Angaben übertrieben

Batterie-Produktion für E-Autos: Falsche Zahlen zu Energieverbrauch

14.06.2022, 12:07 (CEST), letztes Update: 14.06.2022, 12:13 (CEST)

Bei der Herstellung von Elektroautos wird mehr Energie verbraucht als bei der von Verbrennern. Im Netz kursieren allerdings aberwitzige Zahlen dazu.

Elektroautos sind leise und emissionsarm. Doch sie haben nicht nur Befürworter. Ein beliebtes Argument gegen E-Autos ist der Umweltaspekt bei der Herstellung: Dabei wird mehr Energie verbraucht als bei der von Verbrennern.
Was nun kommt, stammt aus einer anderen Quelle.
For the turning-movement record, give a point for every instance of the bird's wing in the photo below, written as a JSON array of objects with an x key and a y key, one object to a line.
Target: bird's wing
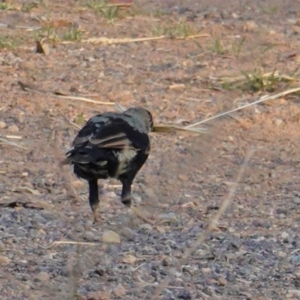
[{"x": 113, "y": 133}]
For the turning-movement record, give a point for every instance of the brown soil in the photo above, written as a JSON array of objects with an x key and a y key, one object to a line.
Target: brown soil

Ein Posting will angeblich Zahlen dafür liefern: So soll für die Produktion einer einzelnen Tesla-Batterie eine halbe Million Pfund an Erdreich bewegt werden müssen. Die dafür benötigten Fahrzeuge verbrauchten angeblich Unmengen an Sprit. Doch die Angaben sind übertrieben.

Bewertung

Die im Posting genannten Zahlen sind viel zu hoch angesetzt. Weiters verbaut Tesla in seinen Fahrzeugen Batterien mit unterschiedlicher Zusammensetzung. Zudem ist das abgebildete Fahrzeug nicht das erwähnte Modell.

Fakten

Der Text im Sharepic ist augenscheinlich aus dem Englischen übersetzt. Weder wird der Kraftstoffverbrauch in deutschsprachigen Ländern in Gallonen angegeben, noch sind hierzulande Gewichtsangaben in Pfund üblich. Es existieren allerdings auch Versionen des Sharepics mit metrischen Maßeinheiten.
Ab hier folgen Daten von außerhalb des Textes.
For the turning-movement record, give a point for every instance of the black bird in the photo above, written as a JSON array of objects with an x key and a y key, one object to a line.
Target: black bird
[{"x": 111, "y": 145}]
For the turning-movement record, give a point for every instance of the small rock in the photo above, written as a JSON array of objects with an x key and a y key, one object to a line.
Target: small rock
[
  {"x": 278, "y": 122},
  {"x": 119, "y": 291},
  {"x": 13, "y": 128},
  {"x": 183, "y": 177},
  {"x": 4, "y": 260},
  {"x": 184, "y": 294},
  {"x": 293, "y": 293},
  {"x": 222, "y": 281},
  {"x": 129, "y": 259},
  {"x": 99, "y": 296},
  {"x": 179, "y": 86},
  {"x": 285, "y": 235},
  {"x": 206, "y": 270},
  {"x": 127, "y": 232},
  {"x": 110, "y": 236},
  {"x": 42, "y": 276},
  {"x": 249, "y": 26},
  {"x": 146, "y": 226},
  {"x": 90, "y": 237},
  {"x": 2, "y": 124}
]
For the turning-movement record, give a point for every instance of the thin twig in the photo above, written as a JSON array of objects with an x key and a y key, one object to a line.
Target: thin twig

Die angeblichen 1800 Gallonen Kraftstoff pro 12-Stunden-Schicht entsprechen 8183 Litern. Dieser Wert ist allerdings viel zu hoch gegriffen. Auf dpa-Anfrage verortete ein Caterpillar-Sprecher den Verbrauch auf unter 2300 Liter in zwölf Stunden – das sind nur etwa 28 Prozent behaupteten Verbrauchs.
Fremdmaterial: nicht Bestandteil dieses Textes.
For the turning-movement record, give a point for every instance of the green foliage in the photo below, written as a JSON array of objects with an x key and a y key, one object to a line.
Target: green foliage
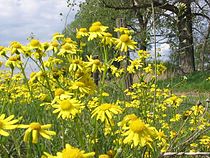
[{"x": 195, "y": 82}]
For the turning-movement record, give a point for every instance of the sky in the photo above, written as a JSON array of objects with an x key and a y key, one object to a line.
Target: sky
[{"x": 21, "y": 18}]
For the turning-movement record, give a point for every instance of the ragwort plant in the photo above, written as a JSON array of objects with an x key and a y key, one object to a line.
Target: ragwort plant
[{"x": 68, "y": 113}]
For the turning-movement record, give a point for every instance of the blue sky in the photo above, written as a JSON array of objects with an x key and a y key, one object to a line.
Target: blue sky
[{"x": 20, "y": 18}]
500 000 Pfund Aushub an Erdreich ist dem Posting zufolge für die Herstellung einer Tesla-Batterie nötig. Das ist eine sehr unkonkrete Angabe. Tesla verwendet in seinen Autos vier unterschiedliche Batterie-Typen, die sich in ihrer Zusammensetzung unterscheiden.

Die Website «insideevs.de» schreibt dazu: «Alle Batterien von Tesla sind Lithium-Ionen-Akkus, aber für die Kathode werden verschiedene Chemien eingesetzt», nämlich Nickel-Kobalt-Aluminium, Nickel-Kobalt-Mangan und Lithium-Eisenphosphat. Die im Posting genannte einheitliche Tesla-Batterie gibt es also nicht.

Zudem ist der Wert von einer halben Million Pfund nicht belegbar. Seit die Zahl im Sommer 2019 in einem Kommentar des «Wall Street Journal» genannt wurde, wird sie immer wieder von Lobbyisten und Elektrombilitäts-Kritikern verwendet.

Experten konnten der dpa, aber auch AFP keine konkreten Zahlen zum benötigten Erdaushub nennen. Allerdings liege dieser deutlich unter dem im Posting behaupteten - zumal mit den abgebauten metallischen Rohstoffen nicht nur Batterien für Elektroautos, sondern auch zahlreiche andere Produkte hergestellt würden. Zudem werde etwa das in Tesla-Batterien verwendete Kobalt im Rahmen des Abbaus anderer Metalle produziert.

Noch ein Aspekt des Posting-Texts ist irreführend: Die Leser könnten den darin vermuteten Spritverbrauch für eine 12-Stunden-Schicht mit der angeblichen Aushubmenge für eine Batterie in Verbindung bringen. Tatsächlich bräuchte ein Radlader dieses Typs aber viel weniger Zeit dafür. Der Pressesprecher des deutschen Vertriebs- und Serviceunternehmens der Marke Caterpillar, Klaus Finzel, sagte AFP, dass der Radlader bei maximalem Kraftstoffverbrauch etwa 4800 Tonnen pro Stunde umsetzen könne.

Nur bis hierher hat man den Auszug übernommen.